Abstract
Focused ultrasound can modulate neuronal activity noninvasively with high spatial specificity. In intact nervous systems, however, efforts to determine its enigmatic mode of efficacy have been confounded by the indirect effects of ultrasound on mechanosensitive sensory cells and the inability to target equivalent populations of cells with precision across preparations. Single-cell approaches, either via cultured mammalian neurons or tractable invertebrate neural systems, hold great promise for elucidating the cellular mechanisms underlying the actions of ultrasound. Here, we present evidence from the medicinal leech, Hirudo verbana, that researchers should apply caution when utilizing ultrasound in conjunction with single-cell electrophysiological recording techniques, including sharp-electrode intracellular recording. Although we found that ultrasound could elicit depolarization of the resting membrane potential of single neurons, a finding with precedent, we determined that this effect and others could be reliably mimicked via subtle manual displacement of the recording electrode. Because focused ultrasound is known to induce resonance of recording electrodes, we aimed to determine how similarly ultrasound-induced depolarizations matched those produced by micro movements of a sharp glass electrode, a phenomenon we believe can account for purported depolarizations measured in this manner.

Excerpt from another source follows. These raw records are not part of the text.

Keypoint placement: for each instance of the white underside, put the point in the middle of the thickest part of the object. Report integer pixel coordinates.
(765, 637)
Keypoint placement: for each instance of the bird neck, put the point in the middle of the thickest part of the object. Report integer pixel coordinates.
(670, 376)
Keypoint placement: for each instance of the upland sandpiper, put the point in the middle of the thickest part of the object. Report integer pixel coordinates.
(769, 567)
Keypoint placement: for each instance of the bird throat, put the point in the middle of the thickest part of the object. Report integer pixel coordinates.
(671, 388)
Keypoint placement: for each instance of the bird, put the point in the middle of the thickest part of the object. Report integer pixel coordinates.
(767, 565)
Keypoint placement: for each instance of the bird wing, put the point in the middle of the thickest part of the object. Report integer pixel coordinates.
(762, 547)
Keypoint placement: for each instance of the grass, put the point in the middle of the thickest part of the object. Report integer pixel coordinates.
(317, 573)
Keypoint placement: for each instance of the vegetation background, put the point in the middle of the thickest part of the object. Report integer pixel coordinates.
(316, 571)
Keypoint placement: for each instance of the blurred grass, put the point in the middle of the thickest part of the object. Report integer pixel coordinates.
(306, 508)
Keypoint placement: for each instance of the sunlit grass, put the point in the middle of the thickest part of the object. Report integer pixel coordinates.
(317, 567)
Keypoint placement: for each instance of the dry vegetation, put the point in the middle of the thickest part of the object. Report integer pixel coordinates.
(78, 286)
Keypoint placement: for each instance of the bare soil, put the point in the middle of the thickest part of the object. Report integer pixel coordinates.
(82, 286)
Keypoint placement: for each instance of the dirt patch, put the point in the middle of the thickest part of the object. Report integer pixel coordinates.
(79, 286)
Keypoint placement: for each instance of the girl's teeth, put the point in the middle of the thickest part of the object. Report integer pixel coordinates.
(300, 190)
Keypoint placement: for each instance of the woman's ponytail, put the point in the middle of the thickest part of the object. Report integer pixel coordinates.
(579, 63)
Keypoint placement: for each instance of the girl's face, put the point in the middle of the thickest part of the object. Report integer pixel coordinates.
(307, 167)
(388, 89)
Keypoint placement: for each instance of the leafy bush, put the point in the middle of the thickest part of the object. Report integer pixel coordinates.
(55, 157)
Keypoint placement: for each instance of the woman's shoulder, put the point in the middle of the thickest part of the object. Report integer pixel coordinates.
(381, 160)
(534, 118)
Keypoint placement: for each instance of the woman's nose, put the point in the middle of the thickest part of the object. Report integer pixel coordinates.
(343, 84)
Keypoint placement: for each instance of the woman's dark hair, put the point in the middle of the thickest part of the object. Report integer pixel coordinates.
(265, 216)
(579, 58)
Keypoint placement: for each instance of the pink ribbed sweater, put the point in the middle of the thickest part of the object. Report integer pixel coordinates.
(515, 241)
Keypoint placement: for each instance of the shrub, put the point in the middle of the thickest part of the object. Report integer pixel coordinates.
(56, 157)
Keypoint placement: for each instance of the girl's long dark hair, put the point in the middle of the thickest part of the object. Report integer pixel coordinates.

Furthermore, we show that when clonally related homologous neurons, which are essentially isopotential, are impaled prior to the application of focused ultrasound, they show a statistically significant change in their membrane potential as compared to the homologous cells that received ultrasound with no initial impalement. Future investigations into ultrasound’s cellular effects should attempt to control for potential electrode resonance or utilize alternative recording strategies.
SIGNIFICANCE STATEMENT Interest in focused ultrasound (US) neuromodulation has soared in recent years, yet researchers have yet to agree on whether ultrasound excites or inhibits neuronal activity, or what mechanisms underly these effects. Basic investigations have attempted to clarify how US affects neuronal membrane properties to understand how it alters firing rates. Several groups have linked ultrasound-induced excitation to depolarization of the resting membrane potential, as measured with intracellular sharp electrodes or membrane patch methods. Here, we replicate this depolarization while recording with intracellular sharp electrodes, but find that the depolarizing effects of US can be replicated by small displacements of the recording electrode. We conclude that intracellular electrophysiological investigations of ultrasound’s neuromodulatory effects are susceptible to artifacts introduced via electrode resonance.
- Cavitation
- Electrode resonance
- Hirudo verbana
- Intracellular recording
- Leak currents
- Ultrasound neuromodulation
Footnotes
Authors report no conflict of interest
This work was funded by a University of Minnesota MnDRIVE Neuromodulation Fellowship to MNC and a Grant-in-Aid of Research to KAM. This work was also partially funded by NSF grant #1451007 awarded to KAM.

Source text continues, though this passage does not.